Under iProov’s scheme, anyone wanting entry to a venue would only need to look at a phone camera (not necessarily on their own phone) for a matter of seconds, during which time their face would be verified against a cloud-based database of vaccinations and tests. Venues would no longer be required to double check the information. “It speeds the process up and it absolves people of what would otherwise be a very heavy responsibility,” Bud said.
And another one, Before check-in, border control or boarding, a biometric match is triggered between the passenger’s face and their passport photo, and the health certificate is verified.’ IDEMIA launches biometric linked health travel pass to help governments monitor incoming travelers.
Digital ID:
“There is a future where everybody has a fully verified digital ID that lives with them on their phone, and when you go and sign up for your vaccine appointment, you use that digital ID. And when you go show up and you get vaccinated you do a little [token-based] transfer like you’re paying at Whole Foods. . . . Then it’s completely bound to you,” Pollak says. “That is a future we will get to but we’re nowhere near that reality today.” – JP Pollak, cofounder and chief architect of the Commons Project.
On his website JP Pollak says that he “Conducts research on user engagement, data collection, and health behavior using mobile health apps. With what I learn, I design products/ systems to assess people’s health and health behavior and ultimately help them make healthier choices. I do this as the founder of The Commons Project, Senior Researcher in Residence at Cornell Tech, and Assistant Professor at Weill Cornell Medicine.”

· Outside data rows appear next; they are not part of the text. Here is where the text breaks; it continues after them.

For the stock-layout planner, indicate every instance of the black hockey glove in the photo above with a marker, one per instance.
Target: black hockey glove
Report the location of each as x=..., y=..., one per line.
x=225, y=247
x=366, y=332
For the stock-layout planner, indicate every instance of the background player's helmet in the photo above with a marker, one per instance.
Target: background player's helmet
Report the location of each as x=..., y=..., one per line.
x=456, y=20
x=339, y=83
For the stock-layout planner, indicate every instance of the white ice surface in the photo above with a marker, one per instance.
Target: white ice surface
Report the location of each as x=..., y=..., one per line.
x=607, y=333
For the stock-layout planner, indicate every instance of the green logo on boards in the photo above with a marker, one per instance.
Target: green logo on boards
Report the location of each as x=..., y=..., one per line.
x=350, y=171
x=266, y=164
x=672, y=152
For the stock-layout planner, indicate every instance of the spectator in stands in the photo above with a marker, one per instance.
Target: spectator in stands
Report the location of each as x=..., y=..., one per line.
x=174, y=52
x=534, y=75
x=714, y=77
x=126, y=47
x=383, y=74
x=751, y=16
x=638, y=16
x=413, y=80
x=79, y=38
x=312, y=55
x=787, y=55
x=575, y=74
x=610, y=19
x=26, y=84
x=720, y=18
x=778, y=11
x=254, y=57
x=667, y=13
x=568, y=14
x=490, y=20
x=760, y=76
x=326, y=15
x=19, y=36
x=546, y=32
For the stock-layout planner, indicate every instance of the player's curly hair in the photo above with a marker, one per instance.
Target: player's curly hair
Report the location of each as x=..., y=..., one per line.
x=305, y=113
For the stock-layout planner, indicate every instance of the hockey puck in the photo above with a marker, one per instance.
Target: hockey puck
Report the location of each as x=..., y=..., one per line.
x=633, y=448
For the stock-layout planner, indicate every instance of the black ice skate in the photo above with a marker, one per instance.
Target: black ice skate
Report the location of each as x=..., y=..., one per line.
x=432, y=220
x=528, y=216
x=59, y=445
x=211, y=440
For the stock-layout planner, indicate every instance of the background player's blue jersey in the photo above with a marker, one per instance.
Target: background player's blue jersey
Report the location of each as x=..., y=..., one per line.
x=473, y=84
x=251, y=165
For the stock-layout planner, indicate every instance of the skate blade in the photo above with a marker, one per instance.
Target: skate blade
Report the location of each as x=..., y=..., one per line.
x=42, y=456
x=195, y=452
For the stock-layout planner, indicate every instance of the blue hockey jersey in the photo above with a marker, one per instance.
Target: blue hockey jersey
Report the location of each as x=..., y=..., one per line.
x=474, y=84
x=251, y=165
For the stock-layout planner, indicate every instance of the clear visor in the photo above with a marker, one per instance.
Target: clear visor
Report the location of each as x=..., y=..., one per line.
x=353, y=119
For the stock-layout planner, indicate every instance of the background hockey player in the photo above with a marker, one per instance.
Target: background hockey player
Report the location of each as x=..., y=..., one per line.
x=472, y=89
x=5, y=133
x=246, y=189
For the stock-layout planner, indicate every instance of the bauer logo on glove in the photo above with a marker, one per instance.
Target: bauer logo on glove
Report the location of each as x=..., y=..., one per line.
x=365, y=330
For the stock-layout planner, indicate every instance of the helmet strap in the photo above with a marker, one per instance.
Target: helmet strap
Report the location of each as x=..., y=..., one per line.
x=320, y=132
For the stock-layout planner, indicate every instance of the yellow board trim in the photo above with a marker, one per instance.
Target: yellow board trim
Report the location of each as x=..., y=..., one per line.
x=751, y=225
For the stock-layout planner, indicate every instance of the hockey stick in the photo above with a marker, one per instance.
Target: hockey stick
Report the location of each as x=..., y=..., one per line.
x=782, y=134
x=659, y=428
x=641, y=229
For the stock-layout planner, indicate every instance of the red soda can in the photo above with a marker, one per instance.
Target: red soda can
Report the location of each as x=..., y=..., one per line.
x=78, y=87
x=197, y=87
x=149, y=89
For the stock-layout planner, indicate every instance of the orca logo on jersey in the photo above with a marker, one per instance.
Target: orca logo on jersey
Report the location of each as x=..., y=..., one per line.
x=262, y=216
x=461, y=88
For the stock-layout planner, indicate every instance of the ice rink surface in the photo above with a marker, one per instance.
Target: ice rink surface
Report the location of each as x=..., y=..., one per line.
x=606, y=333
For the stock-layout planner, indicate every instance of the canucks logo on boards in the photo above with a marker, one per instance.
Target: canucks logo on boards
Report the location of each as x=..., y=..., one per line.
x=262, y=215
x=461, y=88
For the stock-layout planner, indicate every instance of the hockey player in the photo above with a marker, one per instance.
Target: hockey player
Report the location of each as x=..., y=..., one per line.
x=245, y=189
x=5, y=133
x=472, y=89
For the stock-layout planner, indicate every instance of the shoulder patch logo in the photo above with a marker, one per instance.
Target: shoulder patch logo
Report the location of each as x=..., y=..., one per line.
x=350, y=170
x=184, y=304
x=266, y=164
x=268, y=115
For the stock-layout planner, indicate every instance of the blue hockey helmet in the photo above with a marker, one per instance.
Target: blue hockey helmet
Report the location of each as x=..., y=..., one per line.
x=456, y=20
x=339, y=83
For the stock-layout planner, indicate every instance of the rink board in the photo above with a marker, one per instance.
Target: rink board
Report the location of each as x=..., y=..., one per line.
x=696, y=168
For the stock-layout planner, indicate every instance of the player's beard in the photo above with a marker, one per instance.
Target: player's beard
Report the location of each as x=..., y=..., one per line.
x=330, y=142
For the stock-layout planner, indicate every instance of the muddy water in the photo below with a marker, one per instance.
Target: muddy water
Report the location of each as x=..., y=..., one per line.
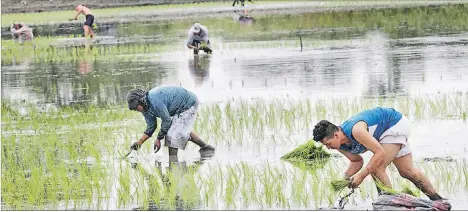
x=264, y=60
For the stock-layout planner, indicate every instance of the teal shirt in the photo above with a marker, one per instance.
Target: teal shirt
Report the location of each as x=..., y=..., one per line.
x=165, y=102
x=378, y=121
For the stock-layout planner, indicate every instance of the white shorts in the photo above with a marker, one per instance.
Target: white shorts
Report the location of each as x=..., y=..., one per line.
x=398, y=134
x=182, y=124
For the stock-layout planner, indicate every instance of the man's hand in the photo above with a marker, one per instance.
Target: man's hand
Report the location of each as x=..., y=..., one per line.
x=136, y=145
x=157, y=145
x=356, y=181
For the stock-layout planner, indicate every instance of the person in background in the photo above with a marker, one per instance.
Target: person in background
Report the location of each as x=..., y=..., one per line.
x=198, y=39
x=88, y=25
x=239, y=1
x=177, y=109
x=21, y=32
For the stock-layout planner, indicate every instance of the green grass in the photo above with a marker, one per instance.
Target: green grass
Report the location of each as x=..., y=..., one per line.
x=307, y=152
x=64, y=158
x=63, y=16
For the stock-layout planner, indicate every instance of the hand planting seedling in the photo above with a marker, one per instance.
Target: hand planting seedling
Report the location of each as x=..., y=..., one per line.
x=339, y=185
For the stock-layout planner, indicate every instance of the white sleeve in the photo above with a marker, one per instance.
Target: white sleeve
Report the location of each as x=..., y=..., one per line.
x=205, y=33
x=190, y=37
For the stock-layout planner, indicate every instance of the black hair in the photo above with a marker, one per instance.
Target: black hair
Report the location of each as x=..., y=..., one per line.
x=137, y=97
x=324, y=129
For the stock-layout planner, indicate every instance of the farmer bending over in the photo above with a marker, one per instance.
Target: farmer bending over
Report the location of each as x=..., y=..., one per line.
x=21, y=32
x=177, y=109
x=384, y=131
x=88, y=25
x=241, y=1
x=198, y=39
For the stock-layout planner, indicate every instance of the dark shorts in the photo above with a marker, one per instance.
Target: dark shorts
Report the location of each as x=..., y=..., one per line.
x=89, y=20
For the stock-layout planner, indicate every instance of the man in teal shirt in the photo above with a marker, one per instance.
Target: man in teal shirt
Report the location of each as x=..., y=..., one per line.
x=383, y=131
x=177, y=109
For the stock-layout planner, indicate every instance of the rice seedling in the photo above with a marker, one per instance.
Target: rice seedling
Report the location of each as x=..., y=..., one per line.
x=307, y=152
x=339, y=185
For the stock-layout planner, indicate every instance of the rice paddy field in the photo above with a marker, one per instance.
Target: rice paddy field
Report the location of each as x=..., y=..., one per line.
x=65, y=126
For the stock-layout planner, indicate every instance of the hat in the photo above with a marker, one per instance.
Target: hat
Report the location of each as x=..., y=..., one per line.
x=196, y=28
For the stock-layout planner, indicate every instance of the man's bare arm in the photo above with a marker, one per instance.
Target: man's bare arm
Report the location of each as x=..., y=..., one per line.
x=355, y=165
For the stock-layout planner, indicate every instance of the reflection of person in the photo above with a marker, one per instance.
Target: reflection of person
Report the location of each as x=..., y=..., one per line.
x=88, y=25
x=240, y=1
x=177, y=109
x=21, y=32
x=199, y=68
x=384, y=131
x=198, y=39
x=244, y=17
x=85, y=66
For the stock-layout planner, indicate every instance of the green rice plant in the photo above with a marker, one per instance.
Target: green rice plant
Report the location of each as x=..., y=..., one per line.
x=339, y=185
x=307, y=152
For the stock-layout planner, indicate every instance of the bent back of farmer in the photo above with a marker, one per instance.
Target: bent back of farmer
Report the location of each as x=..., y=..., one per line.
x=198, y=39
x=21, y=32
x=88, y=24
x=378, y=120
x=176, y=99
x=177, y=109
x=383, y=131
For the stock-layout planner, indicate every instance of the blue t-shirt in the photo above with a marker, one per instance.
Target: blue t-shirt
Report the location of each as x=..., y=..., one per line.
x=165, y=102
x=378, y=121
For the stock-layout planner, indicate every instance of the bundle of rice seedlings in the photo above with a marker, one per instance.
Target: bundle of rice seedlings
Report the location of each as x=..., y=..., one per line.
x=385, y=189
x=408, y=190
x=306, y=152
x=338, y=185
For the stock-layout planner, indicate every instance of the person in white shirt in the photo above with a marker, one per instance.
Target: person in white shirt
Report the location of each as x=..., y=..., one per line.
x=21, y=32
x=198, y=39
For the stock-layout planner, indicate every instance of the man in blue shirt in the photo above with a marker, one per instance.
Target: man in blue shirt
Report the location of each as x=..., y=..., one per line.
x=384, y=131
x=177, y=109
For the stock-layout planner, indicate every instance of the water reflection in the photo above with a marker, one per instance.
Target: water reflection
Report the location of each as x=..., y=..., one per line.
x=199, y=68
x=244, y=17
x=86, y=65
x=261, y=60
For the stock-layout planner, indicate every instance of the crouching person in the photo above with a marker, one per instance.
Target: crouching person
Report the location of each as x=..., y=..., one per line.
x=383, y=131
x=21, y=32
x=177, y=108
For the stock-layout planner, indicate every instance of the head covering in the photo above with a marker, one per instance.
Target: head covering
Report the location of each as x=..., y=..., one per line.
x=196, y=28
x=137, y=97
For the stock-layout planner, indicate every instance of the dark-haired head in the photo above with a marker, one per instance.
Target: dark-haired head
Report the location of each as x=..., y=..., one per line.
x=328, y=134
x=136, y=99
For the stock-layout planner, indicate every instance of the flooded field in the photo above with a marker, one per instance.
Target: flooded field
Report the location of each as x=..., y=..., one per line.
x=66, y=126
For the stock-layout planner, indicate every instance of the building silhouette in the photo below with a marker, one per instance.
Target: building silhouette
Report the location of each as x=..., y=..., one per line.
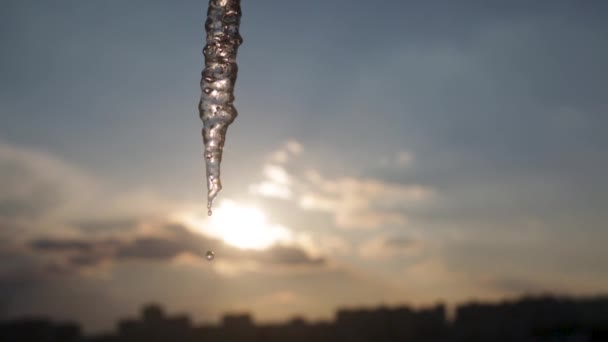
x=534, y=319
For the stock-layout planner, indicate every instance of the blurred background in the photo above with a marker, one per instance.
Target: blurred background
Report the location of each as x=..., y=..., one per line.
x=385, y=153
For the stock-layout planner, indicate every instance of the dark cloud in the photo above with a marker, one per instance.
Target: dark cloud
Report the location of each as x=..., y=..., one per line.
x=107, y=225
x=173, y=241
x=517, y=286
x=400, y=242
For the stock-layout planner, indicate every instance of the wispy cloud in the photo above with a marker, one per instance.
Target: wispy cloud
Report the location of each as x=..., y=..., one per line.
x=353, y=202
x=387, y=247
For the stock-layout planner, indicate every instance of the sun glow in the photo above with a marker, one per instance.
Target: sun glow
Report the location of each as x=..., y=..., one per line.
x=240, y=226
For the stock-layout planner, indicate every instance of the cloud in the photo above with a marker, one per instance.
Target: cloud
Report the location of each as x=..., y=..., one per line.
x=38, y=191
x=387, y=247
x=277, y=181
x=353, y=202
x=171, y=242
x=362, y=203
x=285, y=152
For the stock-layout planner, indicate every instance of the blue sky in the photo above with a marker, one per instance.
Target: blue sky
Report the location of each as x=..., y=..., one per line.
x=403, y=151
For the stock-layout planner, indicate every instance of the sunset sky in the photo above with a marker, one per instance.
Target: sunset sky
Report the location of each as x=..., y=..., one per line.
x=386, y=152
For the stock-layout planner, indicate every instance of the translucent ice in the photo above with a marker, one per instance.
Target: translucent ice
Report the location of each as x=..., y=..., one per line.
x=216, y=107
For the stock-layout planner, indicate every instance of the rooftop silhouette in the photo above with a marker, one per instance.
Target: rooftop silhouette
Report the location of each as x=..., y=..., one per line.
x=540, y=318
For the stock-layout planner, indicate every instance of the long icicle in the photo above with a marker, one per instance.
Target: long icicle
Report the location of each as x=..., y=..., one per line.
x=216, y=107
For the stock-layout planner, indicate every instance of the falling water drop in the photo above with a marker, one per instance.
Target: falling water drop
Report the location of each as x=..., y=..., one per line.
x=216, y=107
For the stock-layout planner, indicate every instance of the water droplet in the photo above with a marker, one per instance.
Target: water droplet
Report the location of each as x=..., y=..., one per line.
x=217, y=85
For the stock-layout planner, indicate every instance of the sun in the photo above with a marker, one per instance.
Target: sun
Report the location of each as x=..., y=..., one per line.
x=240, y=226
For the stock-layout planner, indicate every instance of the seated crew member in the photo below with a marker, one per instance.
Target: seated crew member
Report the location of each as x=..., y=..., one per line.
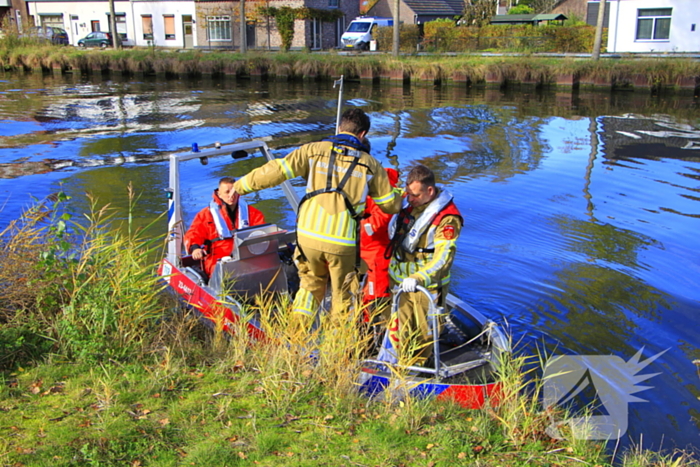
x=374, y=239
x=423, y=245
x=210, y=235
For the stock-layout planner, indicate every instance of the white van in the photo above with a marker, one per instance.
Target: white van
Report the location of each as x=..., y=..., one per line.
x=359, y=32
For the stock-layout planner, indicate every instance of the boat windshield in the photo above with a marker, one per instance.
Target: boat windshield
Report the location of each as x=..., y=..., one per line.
x=356, y=26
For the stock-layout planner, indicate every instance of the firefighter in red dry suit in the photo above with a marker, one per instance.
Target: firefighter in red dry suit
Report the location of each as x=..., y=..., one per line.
x=210, y=235
x=374, y=238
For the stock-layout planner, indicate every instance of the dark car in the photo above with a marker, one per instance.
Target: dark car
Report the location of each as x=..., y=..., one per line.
x=96, y=39
x=49, y=33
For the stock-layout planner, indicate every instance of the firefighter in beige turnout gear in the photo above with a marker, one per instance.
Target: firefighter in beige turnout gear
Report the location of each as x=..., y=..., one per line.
x=423, y=244
x=340, y=175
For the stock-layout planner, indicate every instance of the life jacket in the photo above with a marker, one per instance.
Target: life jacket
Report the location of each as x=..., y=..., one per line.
x=406, y=231
x=221, y=225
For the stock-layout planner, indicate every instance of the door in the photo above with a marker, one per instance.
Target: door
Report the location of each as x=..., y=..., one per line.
x=74, y=31
x=187, y=31
x=250, y=35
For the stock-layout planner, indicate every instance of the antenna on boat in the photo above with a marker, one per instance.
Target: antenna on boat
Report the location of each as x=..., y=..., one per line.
x=340, y=102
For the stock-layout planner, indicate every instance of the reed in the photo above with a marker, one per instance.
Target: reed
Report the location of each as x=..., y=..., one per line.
x=127, y=383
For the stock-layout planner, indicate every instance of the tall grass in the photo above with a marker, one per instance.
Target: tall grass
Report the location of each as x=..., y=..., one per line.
x=126, y=381
x=86, y=288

And “Eventually vaccine ID cards could be used for more than Covid-19. They could be a secure, easily transportable way to have your whole health record with the push of a button, making it easier to be treated by different doctors,” – Paul Meyer from the Commons Project has also said.
There is no doubt that the COVID-19 crisis is accelerating touchless and increasing biometrics, which may very well link up to our new digital health and vaccine identities. This is where the powers at be are taking us.
It was June 20, 2017 where the Unites Nations who has the sustainable development goal to provide legal identity for all by 2030 (SDG 16.9) revealed that it wanted a universal digital ID for your data. “To put all your information including your medical records and banking information into a single app”.
Last summer, without a vaccine, we could travel freely; masks were not mandated for shops until late July and guess what: deaths ‘with’ CV dropped to literally zero. This summer, with vaccines, we’re threatened with more restrictions than last! This is clearly not about a virus.
— Neil Clark (@NeilClark66) April 14, 2021
I guess that is exactly what we are seeing unfold right now. Indeed, our faces may be tagged to a whole range of new digital identity credentials and its these that would determine what type of access we are allowed to have. Whatever the cover story of COVID-19, it’s fast ushering in a whole new science fiction dystopian reality.